Sorry, Microsoft

Microsoft has launched its Phone 7 initiative, and from what’s been revealed so far and how operators have reacted in conversations with us, the new mobile strategy is fatally flawed.  In fact, unless Microsoft makes truly radical changes or has some literally unprecedented success, it’s probably the end of Microsoft in the mobile space.

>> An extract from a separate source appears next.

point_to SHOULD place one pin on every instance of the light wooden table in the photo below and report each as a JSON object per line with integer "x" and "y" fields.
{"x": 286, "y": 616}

 With Phone 7, operators have only limited ability to create their own services or their own “brand” with the handsets they have to subsidize.  Microsoft justifies this with the notion that the user experience is seamless everywhere, but that’s not what operators want—they want an experience that differentiates them.  Even Apple was smart enough to realize that they couldn’t tell operators that they were “partnering” without providing some sort of unique service-to-phone tie.  Alcatel-Lucent recognized that a seamless experience had to start with a mobile operator ecosystem largely because without it there would be great resistance to any kind of roaming data plan, or any cross-operator feature set.  They thus established their Open API program as a federation.

 Federation is what Microsoft needs to be looking at; the operators want to build a global ecosystem of national or even regional players.  Microsoft had a chance to bring something tangible to the table in that space, something broader and more powerful than even Alcatel-Lucent proposed.  Instead, they’ve extended their past CSF strategies into their present mobile offering, and compromised it fatally.